Metal chalcogenide perovskites, with their nontoxic elemental composition, are known to offer greater thermal and aqueous stability than organic-inorganic halide perovskites. This means that they may be more suitable than other materials in the perovskite family to address the two biggest issues in commercial solar cell production: low thermal stability and toxicity. Furthermore, chalcogenide possesses an optimum band gap of 1.40 eV that is particularly suitable for single-junction photovoltaic applications.

BaZrS3 is a non-toxic, abundant, inorganic chalcogenide perovskite material that has attracted the attention of the scientific PV community in recent years, as it crystallizes in a perovskite structure, while also showing very strong light absorption and good charge transport. Furthermore, it contains naturally occurring and non-hazardous components with a remarkable earth crust concentration.

In the paper “A numerical simulation and analysis of chalcogenide BaZrS3-based perovskite solar cells utilizing different hole transport materials,” published in Results in Physics, the research team explained it used the SCAPS-1D solar cell capacitance software, developed by the University of Ghent, to simulate the novel cell configuration.
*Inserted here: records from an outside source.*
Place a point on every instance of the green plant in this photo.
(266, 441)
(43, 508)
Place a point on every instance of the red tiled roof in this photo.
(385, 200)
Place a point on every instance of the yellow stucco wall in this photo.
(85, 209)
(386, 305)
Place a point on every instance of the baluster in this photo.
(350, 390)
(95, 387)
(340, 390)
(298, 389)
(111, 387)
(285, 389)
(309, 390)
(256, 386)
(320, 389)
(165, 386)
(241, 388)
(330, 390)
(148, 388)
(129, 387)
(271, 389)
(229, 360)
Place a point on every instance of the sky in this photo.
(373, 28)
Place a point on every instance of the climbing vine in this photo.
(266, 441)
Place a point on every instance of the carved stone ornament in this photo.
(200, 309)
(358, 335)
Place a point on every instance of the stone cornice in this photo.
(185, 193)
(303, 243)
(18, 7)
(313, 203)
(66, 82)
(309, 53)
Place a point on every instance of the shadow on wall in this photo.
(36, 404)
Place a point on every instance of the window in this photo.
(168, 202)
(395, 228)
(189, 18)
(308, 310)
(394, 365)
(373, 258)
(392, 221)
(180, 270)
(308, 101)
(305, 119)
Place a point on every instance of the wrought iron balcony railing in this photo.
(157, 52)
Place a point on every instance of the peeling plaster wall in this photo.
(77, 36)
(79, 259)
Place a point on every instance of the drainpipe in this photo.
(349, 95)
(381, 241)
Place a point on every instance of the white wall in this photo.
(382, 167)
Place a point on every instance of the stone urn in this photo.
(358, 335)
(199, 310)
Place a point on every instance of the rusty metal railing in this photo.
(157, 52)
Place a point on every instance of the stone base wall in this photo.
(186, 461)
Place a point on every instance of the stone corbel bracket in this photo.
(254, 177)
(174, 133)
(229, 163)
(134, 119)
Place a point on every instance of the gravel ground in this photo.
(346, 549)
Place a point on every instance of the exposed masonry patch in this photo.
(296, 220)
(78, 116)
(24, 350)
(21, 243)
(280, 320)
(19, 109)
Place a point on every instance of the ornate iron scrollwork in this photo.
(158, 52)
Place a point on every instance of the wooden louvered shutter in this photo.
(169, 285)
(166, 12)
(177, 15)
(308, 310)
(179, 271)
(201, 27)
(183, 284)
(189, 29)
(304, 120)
The cell was designed to have a substrate made of tin oxide (FTO), an electron transport layer relying on tungsten disulfide (WS2), the BaZrS3 absorber, and a gold (Au) metal contact. For the hole transport material (HTL), several materials were tested, namely polymer Regioregular poly(3-hexylthiophene) (P3HT), copper(I) oxide (Cu2O), and copper thiocyanate (CuSCN).

Through a series of simulations conducted under standard illumination conditions, the researchers found that the best performance was obtained by the cell with the P3HT HTL. It achieved a power conversion efficiency of 13.86%, an open-circuit voltage of 6.58 V, a short-circuit current density of 17.59 mA cm−2, and a fill factor of 11.97%. For comparison, the Cu2O cell and the CuSCN device achieved efficiencies of 13.70% and 13.80%, respectively.
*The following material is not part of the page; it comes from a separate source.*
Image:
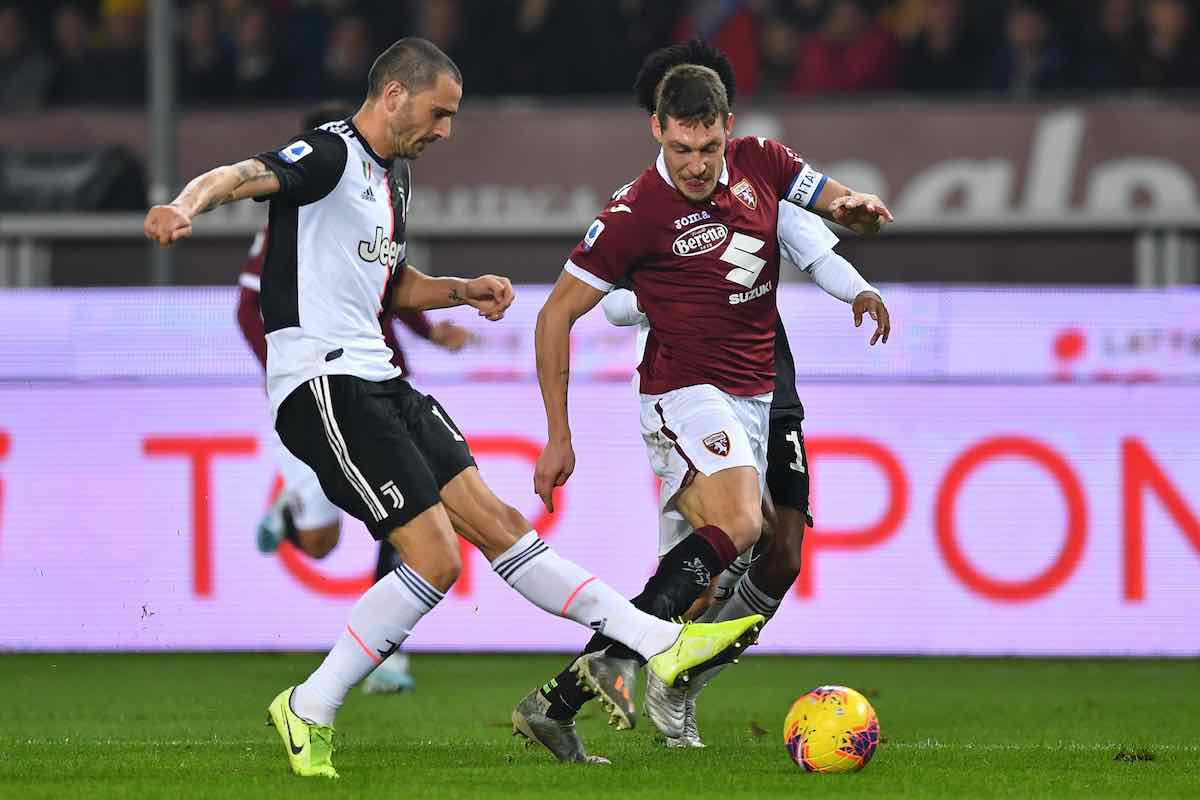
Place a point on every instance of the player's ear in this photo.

“On the other hand, the devices with inorganic HTL (CuSCN and Cu2O) were thermally more stable (stable up to 400 K) than the devices with P3HT as HTL, which was stable only up to 320 K,” the scientists further explained. “Finally, relatively cheaper metals such as (platinum) Pt, nickel (Ni), and palladium (Pd) showed similar performance in all the modeled solar cells as gold and thus can be used as potential alternatives.”
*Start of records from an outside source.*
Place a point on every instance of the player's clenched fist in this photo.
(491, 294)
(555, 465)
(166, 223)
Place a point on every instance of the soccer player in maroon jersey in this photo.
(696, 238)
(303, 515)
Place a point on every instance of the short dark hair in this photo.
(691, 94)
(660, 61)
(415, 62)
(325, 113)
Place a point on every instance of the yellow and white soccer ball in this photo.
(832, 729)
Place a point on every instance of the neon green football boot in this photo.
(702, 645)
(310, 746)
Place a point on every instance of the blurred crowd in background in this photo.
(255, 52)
The group also ascertained that a reference cell relying on an HTL made of Spiro-OMeTAD achieved power conversion efficiency of 16.70%, an open-circuit voltage of 1.08 V, a short-circuit current density of 16.80 mA cm−2, and a fill factor of 88.60%.

“It is expected that this work would shed additional light on the utilisation of BaZrS3 as a promising absorber material in the actual manufacturing of solar cells for clean energy production,” the academics concluded.

The first attempt to develop BaZrS3 for PV applications dates back to 2020, when a U.S. research team developed a thin-film that was investigated to determine its optical and electrical properties.